Исходным пунктом изложения Лукача и логически, и исторически является обыденное сознание. Эта ступень есть отражение первоначальной непосредственной практики, момента начала предметной деятельности, источника всего многообразия материальной и духовной культуры. Для этой ступени характерно единство теории и практики: способ действия с предметностью еще не отделился от самой предметности. Мышление еще облачено в чувственную, вещную оболочку и носит преимущественно мифологический характер. Внутри мифа еще не существует разделения на материальное и идеальное, которые обладали бы самостоятельным существованием; идеальные представления объективно наличествуют в материальном мире, пространственно локализованы в нем. Боги в представлении древних греков вели вполне реальную ощутимую жизнь на вполне реальной горе Олимп, а наскальные изображения животных у первобытных народов отождествлялись с самими животными. В мифе находят свое выражение все зачатки будущих форм общественного сознания: науки, искусства, религии.

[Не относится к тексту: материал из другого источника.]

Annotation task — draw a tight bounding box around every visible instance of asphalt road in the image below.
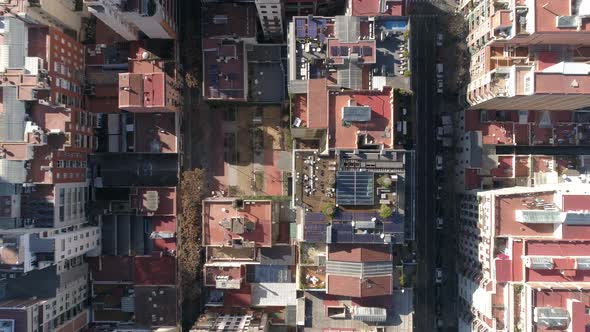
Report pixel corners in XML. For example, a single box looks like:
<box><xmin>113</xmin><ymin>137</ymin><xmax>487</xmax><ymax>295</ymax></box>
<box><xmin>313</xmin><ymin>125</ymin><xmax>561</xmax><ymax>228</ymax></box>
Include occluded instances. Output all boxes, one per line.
<box><xmin>410</xmin><ymin>2</ymin><xmax>441</xmax><ymax>331</ymax></box>
<box><xmin>409</xmin><ymin>0</ymin><xmax>464</xmax><ymax>331</ymax></box>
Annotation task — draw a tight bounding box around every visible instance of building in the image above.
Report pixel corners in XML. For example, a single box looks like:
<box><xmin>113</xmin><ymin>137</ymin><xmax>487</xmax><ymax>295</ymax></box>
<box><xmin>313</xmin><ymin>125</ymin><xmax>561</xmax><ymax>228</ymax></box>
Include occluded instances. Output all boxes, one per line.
<box><xmin>201</xmin><ymin>2</ymin><xmax>287</xmax><ymax>104</ymax></box>
<box><xmin>254</xmin><ymin>0</ymin><xmax>285</xmax><ymax>41</ymax></box>
<box><xmin>459</xmin><ymin>184</ymin><xmax>590</xmax><ymax>331</ymax></box>
<box><xmin>0</xmin><ymin>15</ymin><xmax>101</xmax><ymax>331</ymax></box>
<box><xmin>0</xmin><ymin>0</ymin><xmax>88</xmax><ymax>39</ymax></box>
<box><xmin>84</xmin><ymin>0</ymin><xmax>179</xmax><ymax>40</ymax></box>
<box><xmin>461</xmin><ymin>0</ymin><xmax>590</xmax><ymax>110</ymax></box>
<box><xmin>455</xmin><ymin>109</ymin><xmax>589</xmax><ymax>191</ymax></box>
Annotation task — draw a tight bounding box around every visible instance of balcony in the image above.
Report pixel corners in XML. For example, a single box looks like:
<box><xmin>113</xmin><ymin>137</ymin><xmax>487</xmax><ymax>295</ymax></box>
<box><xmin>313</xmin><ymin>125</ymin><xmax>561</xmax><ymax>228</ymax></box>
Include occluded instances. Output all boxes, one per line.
<box><xmin>492</xmin><ymin>9</ymin><xmax>512</xmax><ymax>32</ymax></box>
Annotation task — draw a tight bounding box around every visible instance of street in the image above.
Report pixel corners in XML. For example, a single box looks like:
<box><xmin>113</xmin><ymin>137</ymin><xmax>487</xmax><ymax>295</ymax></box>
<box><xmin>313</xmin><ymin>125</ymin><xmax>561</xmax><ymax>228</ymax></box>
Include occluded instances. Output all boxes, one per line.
<box><xmin>410</xmin><ymin>1</ymin><xmax>457</xmax><ymax>331</ymax></box>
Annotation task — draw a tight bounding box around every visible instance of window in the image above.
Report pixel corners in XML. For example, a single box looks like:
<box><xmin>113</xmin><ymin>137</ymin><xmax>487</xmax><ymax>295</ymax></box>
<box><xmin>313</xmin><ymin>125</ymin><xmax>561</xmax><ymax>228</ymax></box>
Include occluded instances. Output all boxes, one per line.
<box><xmin>57</xmin><ymin>188</ymin><xmax>66</xmax><ymax>221</ymax></box>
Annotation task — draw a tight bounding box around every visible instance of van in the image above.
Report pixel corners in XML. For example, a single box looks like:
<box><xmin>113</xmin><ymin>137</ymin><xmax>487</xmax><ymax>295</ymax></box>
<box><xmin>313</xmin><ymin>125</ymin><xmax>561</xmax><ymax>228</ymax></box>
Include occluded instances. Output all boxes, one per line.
<box><xmin>436</xmin><ymin>63</ymin><xmax>443</xmax><ymax>78</ymax></box>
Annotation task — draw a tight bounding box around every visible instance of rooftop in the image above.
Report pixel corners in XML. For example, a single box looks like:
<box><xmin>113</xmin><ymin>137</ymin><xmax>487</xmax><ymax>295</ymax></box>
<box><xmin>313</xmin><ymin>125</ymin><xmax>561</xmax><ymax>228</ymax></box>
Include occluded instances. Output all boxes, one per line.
<box><xmin>328</xmin><ymin>88</ymin><xmax>394</xmax><ymax>149</ymax></box>
<box><xmin>328</xmin><ymin>244</ymin><xmax>393</xmax><ymax>262</ymax></box>
<box><xmin>119</xmin><ymin>72</ymin><xmax>168</xmax><ymax>112</ymax></box>
<box><xmin>203</xmin><ymin>199</ymin><xmax>273</xmax><ymax>247</ymax></box>
<box><xmin>86</xmin><ymin>256</ymin><xmax>133</xmax><ymax>282</ymax></box>
<box><xmin>350</xmin><ymin>0</ymin><xmax>405</xmax><ymax>16</ymax></box>
<box><xmin>129</xmin><ymin>187</ymin><xmax>176</xmax><ymax>216</ymax></box>
<box><xmin>203</xmin><ymin>3</ymin><xmax>258</xmax><ymax>38</ymax></box>
<box><xmin>134</xmin><ymin>286</ymin><xmax>178</xmax><ymax>326</ymax></box>
<box><xmin>134</xmin><ymin>113</ymin><xmax>177</xmax><ymax>153</ymax></box>
<box><xmin>203</xmin><ymin>39</ymin><xmax>247</xmax><ymax>100</ymax></box>
<box><xmin>133</xmin><ymin>256</ymin><xmax>176</xmax><ymax>286</ymax></box>
<box><xmin>326</xmin><ymin>274</ymin><xmax>393</xmax><ymax>297</ymax></box>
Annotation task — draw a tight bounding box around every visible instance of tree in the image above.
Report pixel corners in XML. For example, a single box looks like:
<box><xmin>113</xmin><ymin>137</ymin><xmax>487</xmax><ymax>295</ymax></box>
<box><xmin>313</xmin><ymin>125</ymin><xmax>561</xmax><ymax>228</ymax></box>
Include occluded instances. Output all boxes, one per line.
<box><xmin>177</xmin><ymin>169</ymin><xmax>209</xmax><ymax>330</ymax></box>
<box><xmin>322</xmin><ymin>203</ymin><xmax>336</xmax><ymax>218</ymax></box>
<box><xmin>377</xmin><ymin>175</ymin><xmax>392</xmax><ymax>188</ymax></box>
<box><xmin>379</xmin><ymin>204</ymin><xmax>393</xmax><ymax>219</ymax></box>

По мере постепенного усложнения общественного труда происходит его разделение на умственный и физический труд. Целеполагающая установка труда, больше не привязанная к частной предметности, становится всеобщей, и также как сама практическая деятельность обретает все боль-
шее многообразие, рождая из себя сложную и противоречивую систему теории. Над миром обыденного сознания надстраиваются высшие формы духа, такие как наука, искусство, религия и др. Разросшаяся система человеческой деятельности уже не умещается в рамках обыденного сознания и вызывает к жизни свои особенные объективации. К ним относятся не только продукты труда, но и сам процесс, система практических и теоретических навыков, особые методы отношения к действительности. Объективации человеческой практики - это уже устойчивые структуры, в которых действительность раскрывается согласно имманентным особенностям этих структур. «И обыденное мышление, и наука, и искусство отражают одну и ту же действительность, но содержание и формы отражения могут и должны быть различными в зависимости от конкретной целевой установки, возникающей из общественной жизни человека» [1].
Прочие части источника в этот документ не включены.